Para entender esse uso, seria interessante ver como esse fenômeno tem se dado tanto num nível mais internacional, no caso, nos EUA, bem como no Brasil. Essa aproximação se mostra interessante, se vermos como, de acordo, com o “censo blog” do NITLE (National Institute for Technology and Liberal Education)[1], havia, em janeiro de 2005, 1.286.508 blogs em língua inglesa, e, em terceiro lugar por língua, 81.077 blogs em língua portuguesa. Segundo o Technorati.com, um site voltado para o estudo dessa ferramenta de publicação, um novo blog é criado a cada 5.3 segundos.

Se estas estatísticas podem impressionar, mais ainda pode espantar o número de leitores, pelo menos em termos dos EUA, onde, segundo uma pesquisa da Pew Internet and American Life Project em janeiro de 2005, 27% dos usuários da Internet dizer que lêem blogs, ou seja, 32 milhões de norte-americanos[2]. Um tal número tem chegado a preocupar a área jornalística mais convencional dos EUA. Devido tanto a uma informação independente dos filtros de interesse dos grandes meios, quanto à possibilidade de informação fresca e mesmo furos que poderiam passar desapercebidos nesses mesmos meios, os blogs tem sido cada vez mais utilizados como meio informativo por muitos leitores virtuais, o que no caso de blogs com teor político mais acentuado chega a ser um fator crucial. Isso ficou muito claro no ambiente político norte-americano, principalmente na última campanha eleitoral para presidente, quando ambos os partidos lançaram blogs para seu eleitorado, blogueiros foram convidados para convenções nacionais dos partidos como membros da imprensa e o blog do democrata Howard Dean se tornou um modelo para o ativismo de base via internet.

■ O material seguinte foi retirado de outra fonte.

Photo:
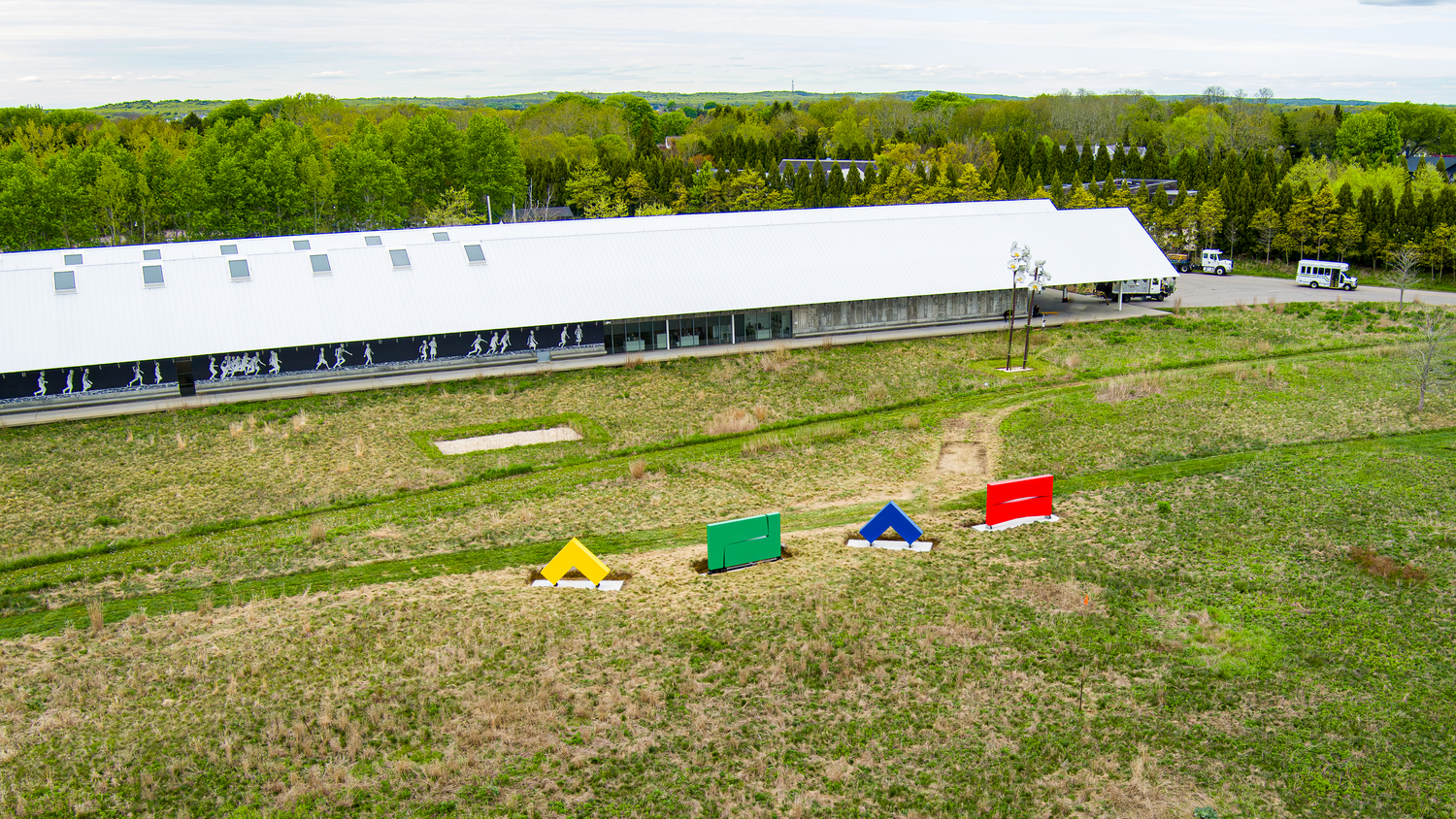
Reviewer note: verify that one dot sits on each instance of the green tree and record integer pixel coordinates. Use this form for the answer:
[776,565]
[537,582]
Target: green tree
[1267,226]
[492,163]
[1369,137]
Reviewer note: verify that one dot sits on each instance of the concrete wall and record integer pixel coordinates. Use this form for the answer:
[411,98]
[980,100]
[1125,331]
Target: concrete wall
[877,313]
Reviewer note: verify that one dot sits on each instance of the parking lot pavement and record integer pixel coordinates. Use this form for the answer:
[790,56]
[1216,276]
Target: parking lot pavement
[1208,290]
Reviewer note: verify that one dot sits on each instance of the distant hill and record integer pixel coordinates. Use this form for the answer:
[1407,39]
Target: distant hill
[180,108]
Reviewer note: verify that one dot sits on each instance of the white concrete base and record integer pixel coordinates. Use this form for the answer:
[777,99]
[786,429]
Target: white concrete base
[894,544]
[1015,522]
[605,586]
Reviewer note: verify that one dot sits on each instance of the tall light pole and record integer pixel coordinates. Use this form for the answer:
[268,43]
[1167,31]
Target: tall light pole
[1034,282]
[1018,264]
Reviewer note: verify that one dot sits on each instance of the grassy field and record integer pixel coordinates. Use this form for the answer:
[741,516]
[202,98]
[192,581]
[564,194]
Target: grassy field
[1246,606]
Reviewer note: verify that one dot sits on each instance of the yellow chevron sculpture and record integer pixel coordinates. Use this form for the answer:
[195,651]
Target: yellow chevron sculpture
[579,557]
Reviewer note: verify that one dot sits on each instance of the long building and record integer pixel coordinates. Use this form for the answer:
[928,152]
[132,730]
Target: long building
[181,316]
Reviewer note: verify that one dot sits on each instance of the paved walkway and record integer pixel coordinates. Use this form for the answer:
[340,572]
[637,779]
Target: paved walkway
[1208,290]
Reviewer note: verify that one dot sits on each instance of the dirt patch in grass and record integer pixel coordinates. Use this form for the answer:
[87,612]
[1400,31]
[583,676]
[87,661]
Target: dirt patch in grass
[1382,566]
[963,457]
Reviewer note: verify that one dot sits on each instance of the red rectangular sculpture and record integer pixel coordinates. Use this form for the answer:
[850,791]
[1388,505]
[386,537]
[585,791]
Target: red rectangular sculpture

Em se tratando da influência política dos blogs, impressiona como o blog de esquerda de Joshua Micah Marshall, Talkingpointsmemo.com, chega ao número de 500.000 visitas mensais, como a comunidade blogueira conseguiu desvelar o plano da Sinclair Broadcasting de forçar suas estações a transmitir um documentário anti-Kerry, ou mesmo formar um ambiente solidário para soldados norte-americanos insatisfeitos no Iraque e suas famílias nos EUA. Significativo na questão da invasão do Iraque é o livro Blog de Bagdá, publicado no Brasil pela Companhia das Letras no ano passado, onde o autor Salam Pax (nome fictício) relata suas experiências cotidianas e subjetivas no Iraque invadido, tendo o blog se tornado uma fonte de informação não-oficial e um cult. Os exemplos são inúmeros e com certeza não caberiam no escopo deste texto. Importa, no entanto, enxergar um pouco além dos fatos mais à superfície. Blogs têm uma vantagem grande de agregar informação rápida e compacta, fácil de ler na velocidade atual em que vivemos, além da imensa proliferação de links a acessar e, mais importante, a formação de comunidades blogueiras e de leitores, um elemento comum em blogs de todos os tipos, não necessariamente ativistas. Mas o interessante neste sentido é justamente o fato de que, pela formação destas comunidades, se nota o surgimento de uma nova forma de atuação política que foge à velha forma da ação “de cima para baixo”. Em tais comunidades, a forma colaborativa e decisória segue as contribuições gerais dos seus membros e não uma instância decisória de um time editorial de um website.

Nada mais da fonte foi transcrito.